When Sumant Ramachandra first stumbled upon oncology startup ImmPACT Bio, the Harvard Medical physician-turned-pharmaceutical executive was preparing to move his family to Los Angeles from Illinois, where he had worked as Baxter International’s president of pharmaceuticals. Though he had spent recent years running research and development arms and managing regulatory processes, Ramachandra’s background in immunology and oncology drew him to the company.
“It was a bit like coming home—and very humbling to see how far the field has gone from the time I was a researcher in the late 1990s to where it is today,” Ramachandra said.
Ramachandra joined Camarillo-based ImmPACT Bio as the company’s new president and CEO in November, at a time when the startup was drawing the attention of venture capital firms after showing promising early results in treating non-Hodgkin’s lymphoma. That progress has now paid off: On Thursday, the company announced a $111 million Series B funding round led by venBio—a prolific investor in cell therapy and cancer treatments—as well as Foresite Capital and Decheng Capital. The new funding follows an $18 million Series A round that ImmPACT raised in 2020.
ImmPACT Bio President and CEO Sumant Ramachandra.
Courtesy of ImmPACT Bio
The five-year-old firm is one of several creating promising cancer therapies known as CAR-T cell therapies, which use genetically-engineered T cells to identify and eliminate cancer cells. Large players in the biopharma world, including Santa Monica-based Kite Pharma and Thousand Oaks-based Amgen, are looking to treat a variety of diseases using CAR-T cell therapy.
But there are still problems with the technology. Current CAR-T cell treatments of non-Hodgkin’s lymphoma struggle with antigen escape—which is when the immune cells on the tumor deplete, allowing it to grow or come back. A weakened immune system has trouble attacking cancers because they sometimes secrete molecules that suppress the immune system, and a number of patients end up relapsing after treatment.
The company’s CAR-T cell therapies aim to address those issues and more, by engineering a patient’s own cells to be able to bolster the immune system. A phase 1 clinical trial at UCLA is showing promising results: Seven out of eight patients, all of whom had undergone several other cancer treatments before being dosed, achieved complete remission.
“You're talking about a potential best in class,” Ramachandra said. “And a potential best in class therapy means maybe this can be taken to the centers that are currently not doing CAR-T cell therapy… Maybe there's a potential to make this more broadly applicable and available to patients.”
Though promising, technology will need to evolve for this process to scale. Genetically engineering a patient’s own cells and dosing them can take more than a week, which can be too long a wait for late-stage cancer patients who have already tried several other treatments. Other companies are working to create off-the-shelf CAR-T therapies using other peoples’ cells, which would allow cancer patients to get treated faster. But those therapies can also pose a danger to a cancer patient’s weakened immune system.

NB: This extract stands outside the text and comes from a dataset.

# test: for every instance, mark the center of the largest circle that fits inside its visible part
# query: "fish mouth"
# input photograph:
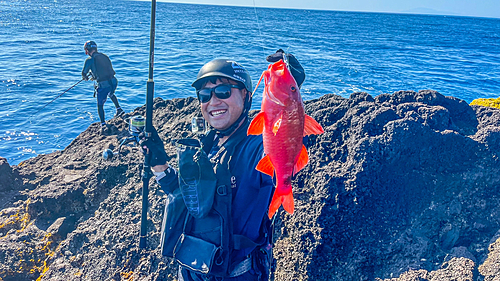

ImmPACT Bio will use the funding to move its headquarters to West Hills, in the western San Fernando Valley, and grow its team in manufacturing and research. The company also announced Sheila Gujrathi, a longtime biotech veteran who held leadership positions at Bristol Myers Squibb and Genentech, as the new chair of its board of directors.
“It's a really exciting period to be experiencing here,” Ramachandra said.